Loschmidt Echo and Lyapunov Exponent in a Quantum Disordered System

TL;DR

This paper studies how a quantum disordered system's fidelity decays over time, revealing different regimes where decay is governed by diffusive dynamics or classical chaos, characterized by the Lyapunov exponent.

Contribution

It provides a detailed analysis of Loschmidt echo decay in quantum disordered systems, connecting quantum fidelity decay to classical Lyapunov exponents.

Findings

Fidelity decays exponentially initially due to the golden rule.

A power-law decay follows in the diffusive regime.

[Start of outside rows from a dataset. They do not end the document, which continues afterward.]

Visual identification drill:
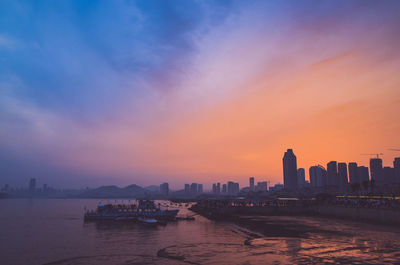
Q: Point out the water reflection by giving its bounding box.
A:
[0,200,400,265]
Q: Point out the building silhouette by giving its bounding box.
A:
[393,157,400,184]
[297,168,306,187]
[29,178,36,193]
[357,166,369,184]
[282,149,297,191]
[160,182,169,195]
[369,158,383,185]
[349,162,360,184]
[309,165,327,188]
[249,177,254,191]
[326,161,338,186]
[338,163,349,190]
[190,183,197,194]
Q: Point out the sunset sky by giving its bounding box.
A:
[0,0,400,189]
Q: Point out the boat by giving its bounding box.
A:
[138,217,158,225]
[84,200,179,221]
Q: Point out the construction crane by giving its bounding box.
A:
[361,153,383,158]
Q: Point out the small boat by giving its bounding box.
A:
[138,217,158,225]
[114,216,136,222]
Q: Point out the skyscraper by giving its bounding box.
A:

In systems with long-range disorder, decay is governed by the Lyapunov exponent.

Abstract

We investigate the sensitivity of a disordered system with diffractive scatterers to a weak external perturbation. Specifically, we calculate the fidelity M(t) (also called the Loschmidt echo) characterizing a return probability after a propagation for a time $t$ followed by a backward propagation governed by a slightly perturbed Hamiltonian. For short-range scatterers we perform a diagrammatic calculation showing that the fidelity decays first exponentially according to the golden rule, and then follows a power law governed by the diffusive dynamics. For long-range disorder (when the diffractive scattering is of small-angle character) an intermediate regime emerges where the diagrammatics is not applicable. Using the path integral technique, we derive a kinetic equation and show that M(t) decays exponentially with a rate governed by the classical Lyapunov exponent.